The results of a new market research report from Jones Lang LaSalle indicate that global real estate volumes increased in the final quarter of 2012. A total of $141 billion in transactions closed during the three-month period to bring the total preliminary volume for the year to $436 billion.
These real estate investment volume numbers represent a slight increase over the 2011 figures of $435 billion. The increase is more pronounced when considered against the 2010 figures representing a jump of 36 per cent.
A number of factors contributed to the strong showing in the fourth quarter. One of them was the rush of U.S. investors looking to avoid paying capital gains taxes in light of the government’s fiscal cliff situation.
The volume in transactions in the US alone rose by 51 per cent quarter on quarter. Sales volumes in Mexico, Canada, France, Germany, and the Nordic countries were also strong.
The results of the report indicate the Asia-Pacific region had a consistent end to 2012. Sales volumes were down slightly to $92.5 billion from $98 billion in 2011. China’s slowing economic growth was the main factor in these lower numbers.

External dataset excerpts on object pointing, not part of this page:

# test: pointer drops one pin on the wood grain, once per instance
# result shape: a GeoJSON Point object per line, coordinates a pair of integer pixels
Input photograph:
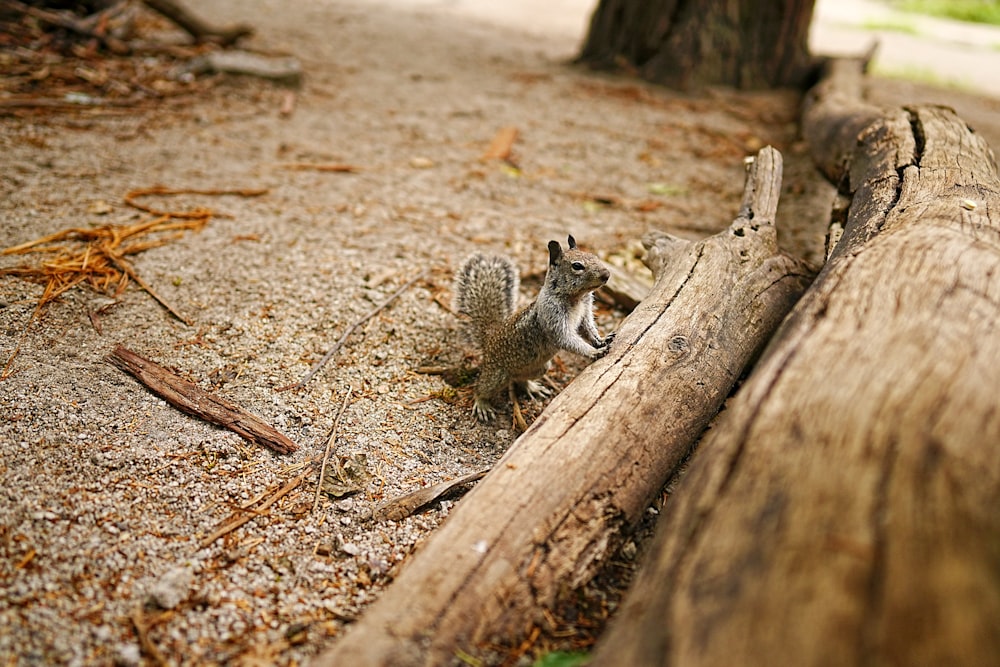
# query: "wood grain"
{"type": "Point", "coordinates": [844, 510]}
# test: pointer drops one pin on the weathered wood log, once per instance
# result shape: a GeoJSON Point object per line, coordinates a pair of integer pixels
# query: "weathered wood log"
{"type": "Point", "coordinates": [194, 400]}
{"type": "Point", "coordinates": [554, 507]}
{"type": "Point", "coordinates": [844, 510]}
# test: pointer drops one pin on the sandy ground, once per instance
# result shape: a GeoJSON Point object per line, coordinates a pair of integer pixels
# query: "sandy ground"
{"type": "Point", "coordinates": [108, 492]}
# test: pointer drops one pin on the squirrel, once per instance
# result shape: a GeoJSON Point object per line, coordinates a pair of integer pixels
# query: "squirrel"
{"type": "Point", "coordinates": [517, 347]}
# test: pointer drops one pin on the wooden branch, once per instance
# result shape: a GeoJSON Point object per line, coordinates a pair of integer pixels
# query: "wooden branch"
{"type": "Point", "coordinates": [195, 401]}
{"type": "Point", "coordinates": [329, 446]}
{"type": "Point", "coordinates": [843, 511]}
{"type": "Point", "coordinates": [399, 508]}
{"type": "Point", "coordinates": [556, 505]}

The European real estate market performed better than expected by matching the 2011 numbers. It was down by eight per cent in US$ due to a weakened Euro, however. The UK market was the most active one in this region.
Arthur deHaast, the Head of the International Capital Group at Jones Lang LaSalle, stated recently that the surge in commercial real estate transactions in the final quarter of the year indicates that the markets are well into a recovery phase.
He went on to predict that 2013 will be a good year for growth and that global volumes will be in the $450-500 billion range.